The heart rate of recruited patients in this study ranged from 49 to 145 beats per minute. Unlike most other co-morbidities, sickle cell disease had the highest mean heart rate among the study population and the least was bronchial asthma. The high mean heart rate observed in sickle cell disease patients may be related to the presence of anemia as well as cardiovascular autonomic dysfunction described in previous studies [52,53]. Arrhythmias documented in this patient population included atrial fibrillation, atrial flutter, AV block and bundle branch block. Patients suspected of having these conditions need further cardiac evaluation or referral as medical optimization before surgery is recommended for these patients before their elective surgery [7].

Conclusion

About a third of the patients booked for elective surgery had abnormal electrocardiographic findings. Co-morbidities are significant contributors to the health of surgical patients different from the main surgical condition for which surgical care is being offered. This is evident in this study as almost half of the surgical patients had hypertension, and almost a quarter had diabetes mellitus. There were significantly abnormal ECG changes seen, and left ventricular hypertrophy was the most predominant observed in about a quarter of the patients.

Recommendation: Only a third of the patients in this study had abnormal ECG findings, however, as these changes were found even in patients with no prior history of comorbidities, it is reasonable to continue screening ECGs for all patients who are billed for elective major surgery (as the ECG is relatively affordable and easily accessible) to identify CV diseases that may worsen perioperative outcome.

Other Information

Acknowledgement: We acknowledge the contributions of our colleagues in the Surgical Out-Patient Department of both the Rivers State University Teaching Hospital (RSUTH) and the University of Port Harcourt Teaching Hospital (of the UPTH) data collection.
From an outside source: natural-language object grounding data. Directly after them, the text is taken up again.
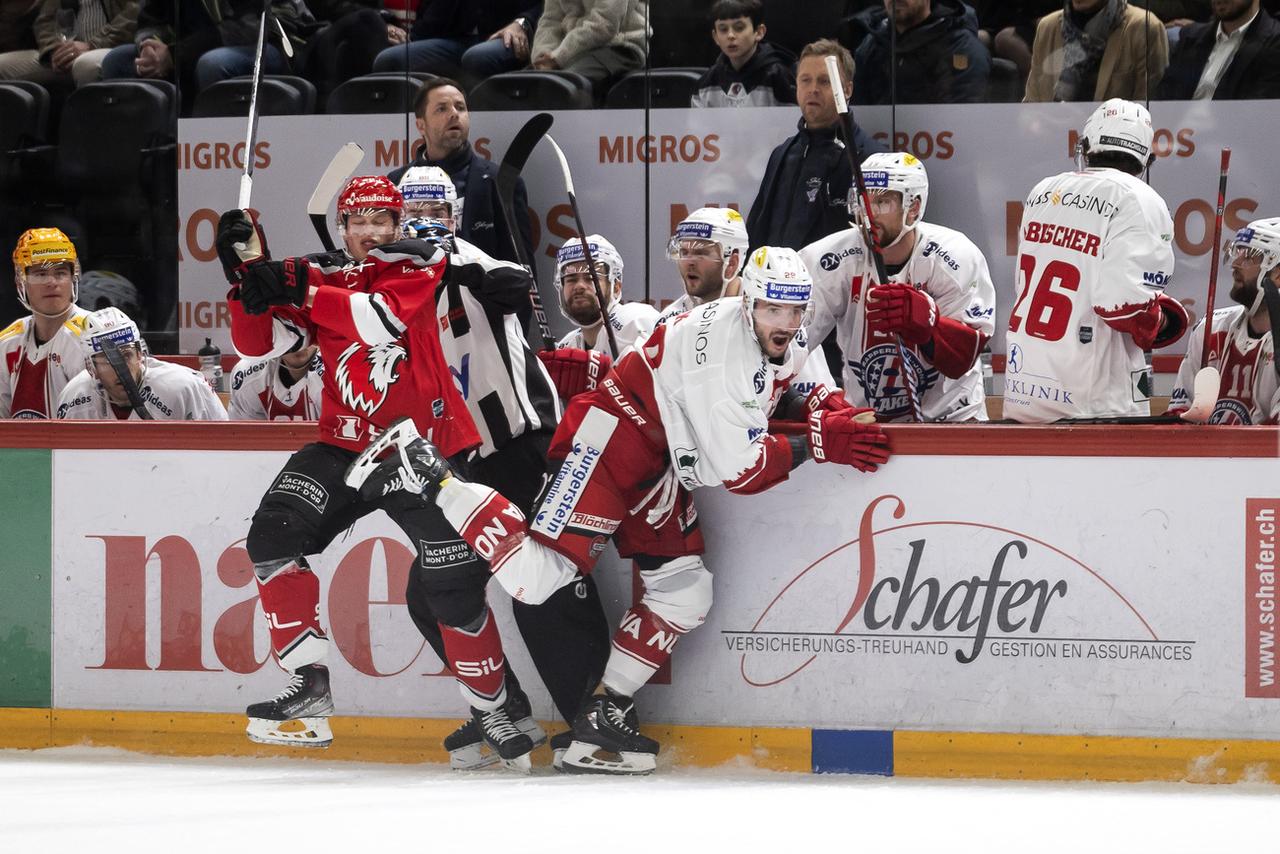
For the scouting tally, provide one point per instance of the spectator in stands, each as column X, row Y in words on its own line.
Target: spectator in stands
column 600, row 40
column 935, row 53
column 467, row 40
column 72, row 40
column 1095, row 50
column 749, row 72
column 444, row 126
column 805, row 186
column 1235, row 55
The medical records’ staff and statisticians: Ms. Nkeiruka Dominica Nnaji and Mr. Nekabari Lube (Both in the UPTH), and Mrs Ngozi Chile Onuah (of the RSUTH) were meticulous in data collection leading to the success of this study. Mr. Adeyanju Z. Opeyemi was instrumental to analyze the collected data and we are grateful.

Ethical Statement: The approval of the Research Ethics Committee of the Rivers State University Teaching Hospital, and the University of Port Harcourt Teaching Hospital was obtained.

Funding: The study was self-funded by the researchers.

Conflict of interest: None declared.